Samoa war unseren Jungs meist einen Schritt voraus.
Am Ende stand nach 80 Minuten im tropisch-heißen Apia ein klares 66:15 gegen den zweimaligen WM-Viertelfinalisten und haushohen Favoriten Samoa zu Buche. Die Chancen der DRV-XV auf eine direkte WM-Quali im Rückspiel in Heidelberg sind damit nur noch von theoretischer Natur. Während Samoa in fast allen Bereichen überlegen war, hat die deutsche Mannschaft gute Ansätze, sowie unendlich viel Mut und Kampfgeist bewiesen.
Nervosität und mangelnde Chancenverwertung zu Beginn
Schon bei den Hymnen konnte man es den deutschen Jungs anmerken: Dies war kein normales Spiel und sie waren unglaublich stolz darauf, das deutsche Rugby auf dieser Bühne vertreten zu dürfen. Zu Beginn der Partie war dann durchaus auch ein wenig Nervosität bei den Gästen zu spüren und leichte Fehler kosteten das DRV-Team früh Meter und die Chance auf den ersten Versuch: Ein abgefangener Pass von Maxime Oltmann und dessen Offload hätten uns fast den ersten Versuch beschert, doch Chris Hilsenbeck konnte das hastig geworfene Offlaod nicht verwerten.
Insgesamt kam der deutschen Mannschaft die mangelnde Chancenverwertung im ersten Durchgang teuer zu stehen.

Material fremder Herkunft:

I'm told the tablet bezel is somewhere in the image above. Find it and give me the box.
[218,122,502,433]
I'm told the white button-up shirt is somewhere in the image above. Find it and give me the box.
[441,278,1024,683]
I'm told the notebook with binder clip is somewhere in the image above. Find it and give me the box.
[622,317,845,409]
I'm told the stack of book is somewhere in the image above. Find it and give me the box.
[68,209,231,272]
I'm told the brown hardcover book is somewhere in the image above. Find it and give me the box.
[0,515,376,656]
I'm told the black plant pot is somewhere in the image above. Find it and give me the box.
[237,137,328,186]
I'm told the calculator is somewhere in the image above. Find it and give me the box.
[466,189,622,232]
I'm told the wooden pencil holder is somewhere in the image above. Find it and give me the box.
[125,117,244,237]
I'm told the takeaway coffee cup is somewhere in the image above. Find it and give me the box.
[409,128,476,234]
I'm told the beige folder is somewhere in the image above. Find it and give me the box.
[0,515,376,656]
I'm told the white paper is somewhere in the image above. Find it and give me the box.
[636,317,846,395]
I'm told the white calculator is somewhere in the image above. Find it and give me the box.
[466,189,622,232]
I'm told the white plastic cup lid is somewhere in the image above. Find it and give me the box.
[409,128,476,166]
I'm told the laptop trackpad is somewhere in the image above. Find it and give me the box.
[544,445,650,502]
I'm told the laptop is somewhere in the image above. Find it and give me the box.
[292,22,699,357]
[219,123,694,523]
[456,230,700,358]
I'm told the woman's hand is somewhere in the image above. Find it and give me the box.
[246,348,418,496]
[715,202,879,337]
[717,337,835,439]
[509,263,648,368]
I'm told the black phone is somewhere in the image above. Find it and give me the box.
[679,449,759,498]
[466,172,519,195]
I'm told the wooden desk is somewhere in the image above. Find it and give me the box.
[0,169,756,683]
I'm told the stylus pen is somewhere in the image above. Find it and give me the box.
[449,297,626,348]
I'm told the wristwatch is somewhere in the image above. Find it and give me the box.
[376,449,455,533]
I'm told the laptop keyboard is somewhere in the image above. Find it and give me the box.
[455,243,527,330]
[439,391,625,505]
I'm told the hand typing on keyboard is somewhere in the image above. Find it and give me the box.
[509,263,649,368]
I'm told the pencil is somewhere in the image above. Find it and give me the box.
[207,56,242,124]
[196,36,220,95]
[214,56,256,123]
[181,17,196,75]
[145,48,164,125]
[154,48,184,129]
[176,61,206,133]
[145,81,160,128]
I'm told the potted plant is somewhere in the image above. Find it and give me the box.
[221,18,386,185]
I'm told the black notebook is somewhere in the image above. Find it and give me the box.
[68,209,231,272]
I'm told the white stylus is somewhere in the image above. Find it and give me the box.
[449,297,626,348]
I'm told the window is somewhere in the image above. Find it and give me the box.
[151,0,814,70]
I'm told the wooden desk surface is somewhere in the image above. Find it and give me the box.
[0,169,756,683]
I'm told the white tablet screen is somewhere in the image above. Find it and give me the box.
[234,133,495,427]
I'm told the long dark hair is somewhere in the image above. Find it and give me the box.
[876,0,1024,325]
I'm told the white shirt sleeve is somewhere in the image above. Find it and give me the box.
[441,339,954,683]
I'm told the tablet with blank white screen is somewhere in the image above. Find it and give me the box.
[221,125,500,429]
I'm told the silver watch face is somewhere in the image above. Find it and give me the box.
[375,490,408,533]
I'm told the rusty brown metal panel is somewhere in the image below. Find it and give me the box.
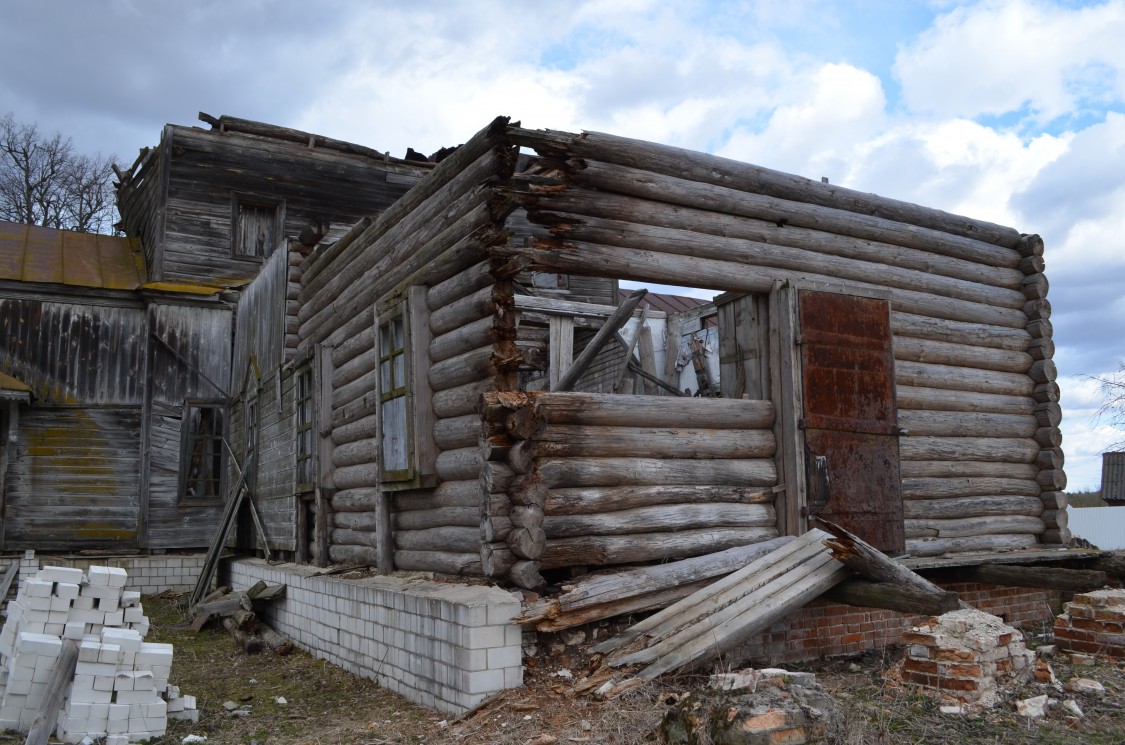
[800,290,905,551]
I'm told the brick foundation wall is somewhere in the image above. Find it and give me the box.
[730,582,1055,665]
[222,559,523,713]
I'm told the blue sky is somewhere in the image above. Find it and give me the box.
[0,0,1125,488]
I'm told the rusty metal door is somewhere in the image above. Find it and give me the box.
[799,290,903,553]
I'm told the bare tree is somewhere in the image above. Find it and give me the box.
[1090,362,1125,451]
[0,113,117,233]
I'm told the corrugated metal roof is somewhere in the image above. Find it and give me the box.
[0,221,144,290]
[1101,452,1125,502]
[618,289,710,313]
[1067,504,1125,551]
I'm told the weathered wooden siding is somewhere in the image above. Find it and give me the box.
[299,119,518,574]
[151,126,428,284]
[145,305,232,548]
[3,406,141,550]
[503,128,1065,555]
[232,246,289,394]
[0,297,145,405]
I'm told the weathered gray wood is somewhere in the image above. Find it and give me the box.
[542,500,774,539]
[532,392,774,430]
[894,336,1035,373]
[542,528,777,569]
[538,458,777,488]
[899,437,1040,463]
[539,482,774,515]
[899,460,1040,481]
[534,425,776,459]
[907,533,1038,556]
[902,496,1043,519]
[899,411,1038,438]
[903,514,1046,538]
[891,311,1030,352]
[551,289,648,392]
[896,387,1036,415]
[902,477,1043,500]
[957,564,1109,592]
[822,577,961,616]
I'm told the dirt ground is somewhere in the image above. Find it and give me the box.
[35,598,1125,745]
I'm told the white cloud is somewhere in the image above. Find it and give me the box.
[894,0,1125,122]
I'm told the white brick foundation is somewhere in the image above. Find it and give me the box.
[223,559,523,713]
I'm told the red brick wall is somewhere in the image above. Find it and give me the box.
[730,582,1056,664]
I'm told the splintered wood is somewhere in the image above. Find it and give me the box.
[593,529,851,679]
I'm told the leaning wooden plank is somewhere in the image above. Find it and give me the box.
[24,639,78,745]
[591,529,828,654]
[637,551,851,680]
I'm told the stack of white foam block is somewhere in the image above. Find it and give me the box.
[0,566,199,745]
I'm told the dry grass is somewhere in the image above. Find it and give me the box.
[54,598,1125,745]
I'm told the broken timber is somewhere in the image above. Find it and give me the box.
[592,529,849,679]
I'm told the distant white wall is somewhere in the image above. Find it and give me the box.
[1067,506,1125,551]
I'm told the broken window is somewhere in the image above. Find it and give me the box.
[231,194,285,258]
[180,402,225,500]
[295,365,314,492]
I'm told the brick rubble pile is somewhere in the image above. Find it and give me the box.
[0,566,198,745]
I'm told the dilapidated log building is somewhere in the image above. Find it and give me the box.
[0,112,1068,587]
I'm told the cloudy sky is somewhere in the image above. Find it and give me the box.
[0,0,1125,490]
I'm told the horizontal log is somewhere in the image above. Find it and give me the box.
[549,482,775,515]
[899,411,1038,438]
[957,564,1109,592]
[425,261,496,312]
[430,285,499,338]
[894,336,1035,373]
[332,439,379,468]
[497,240,1027,329]
[534,424,776,459]
[558,536,792,611]
[899,437,1040,463]
[542,503,777,539]
[906,533,1038,557]
[538,458,777,488]
[903,514,1046,538]
[332,463,379,490]
[530,392,774,430]
[902,496,1043,520]
[432,376,507,419]
[896,385,1036,415]
[891,311,1032,352]
[434,447,484,482]
[541,528,777,569]
[332,414,379,446]
[894,360,1035,396]
[902,477,1043,500]
[329,487,379,512]
[433,414,482,450]
[899,460,1040,481]
[821,577,961,616]
[395,550,484,577]
[395,523,480,553]
[430,315,512,362]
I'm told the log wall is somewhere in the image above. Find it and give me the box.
[482,392,777,586]
[504,128,1068,555]
[297,118,520,575]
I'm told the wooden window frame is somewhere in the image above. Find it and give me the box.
[375,287,437,491]
[231,191,285,261]
[178,398,230,504]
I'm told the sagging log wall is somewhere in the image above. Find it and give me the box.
[299,118,520,575]
[505,128,1069,555]
[482,392,777,586]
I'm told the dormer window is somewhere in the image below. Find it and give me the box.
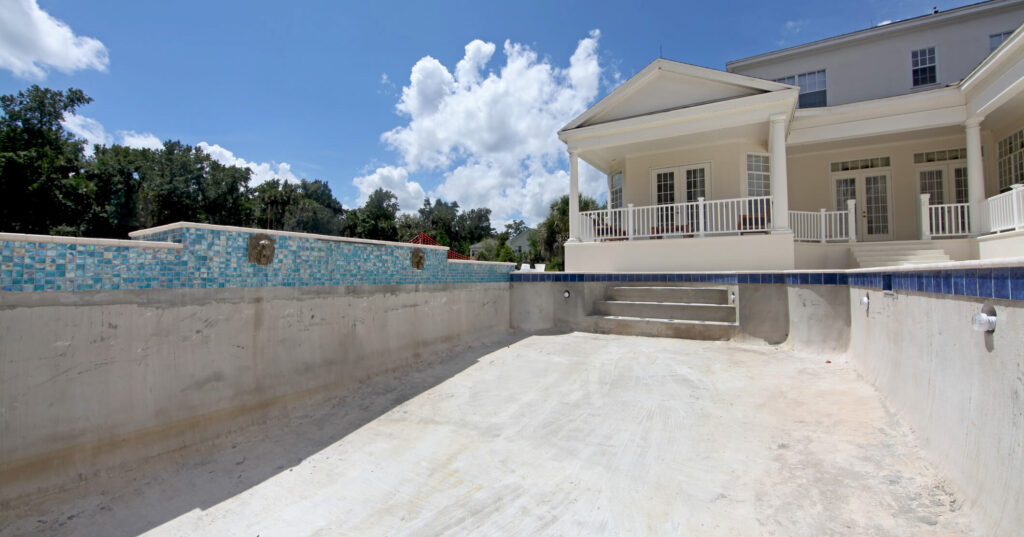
[775,70,828,109]
[910,46,938,87]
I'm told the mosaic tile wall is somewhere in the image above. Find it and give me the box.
[0,241,187,291]
[511,266,1024,300]
[0,228,513,292]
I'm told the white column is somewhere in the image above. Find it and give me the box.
[846,198,857,243]
[967,118,985,235]
[921,194,932,241]
[568,151,580,243]
[768,114,790,232]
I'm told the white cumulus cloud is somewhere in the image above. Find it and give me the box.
[60,114,114,156]
[196,141,299,187]
[352,166,427,212]
[118,130,164,150]
[368,30,606,223]
[0,0,110,80]
[60,114,164,152]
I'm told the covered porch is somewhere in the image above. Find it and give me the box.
[559,46,1024,272]
[559,59,797,270]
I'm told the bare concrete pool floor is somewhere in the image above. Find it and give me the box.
[0,333,975,537]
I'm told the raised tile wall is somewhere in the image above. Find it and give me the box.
[0,226,513,292]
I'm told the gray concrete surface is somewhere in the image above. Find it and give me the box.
[0,333,980,537]
[0,283,509,508]
[847,289,1024,537]
[772,285,847,354]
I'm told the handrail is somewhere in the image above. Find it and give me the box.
[580,196,772,242]
[981,184,1024,233]
[790,209,850,243]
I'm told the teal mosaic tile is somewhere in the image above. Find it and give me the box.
[0,228,513,292]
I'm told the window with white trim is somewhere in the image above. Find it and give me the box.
[746,153,771,197]
[913,148,967,164]
[995,129,1024,192]
[608,172,623,209]
[988,31,1014,52]
[775,69,828,109]
[910,46,938,87]
[830,157,890,172]
[654,171,676,205]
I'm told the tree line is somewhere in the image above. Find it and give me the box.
[0,85,597,266]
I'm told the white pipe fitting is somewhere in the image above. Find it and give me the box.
[971,312,995,332]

Die ersten drei Ausflüge tief in die 22 Samoas vor der Pause blieben allesamt ohne Erfolg: Einmal ließ sich die deutsche Mannschaft im Malfeld Samoas hochhalten und zwei Mal ging der Ball wenige Meter vorm Versuch verloren. Zu gut verteidigte Samoa die deutschen Pick-and-Go-Phasen in der Gefahrenzone und zu wenig effektiv zeigte sich die DRV XV dabei vorm Loch.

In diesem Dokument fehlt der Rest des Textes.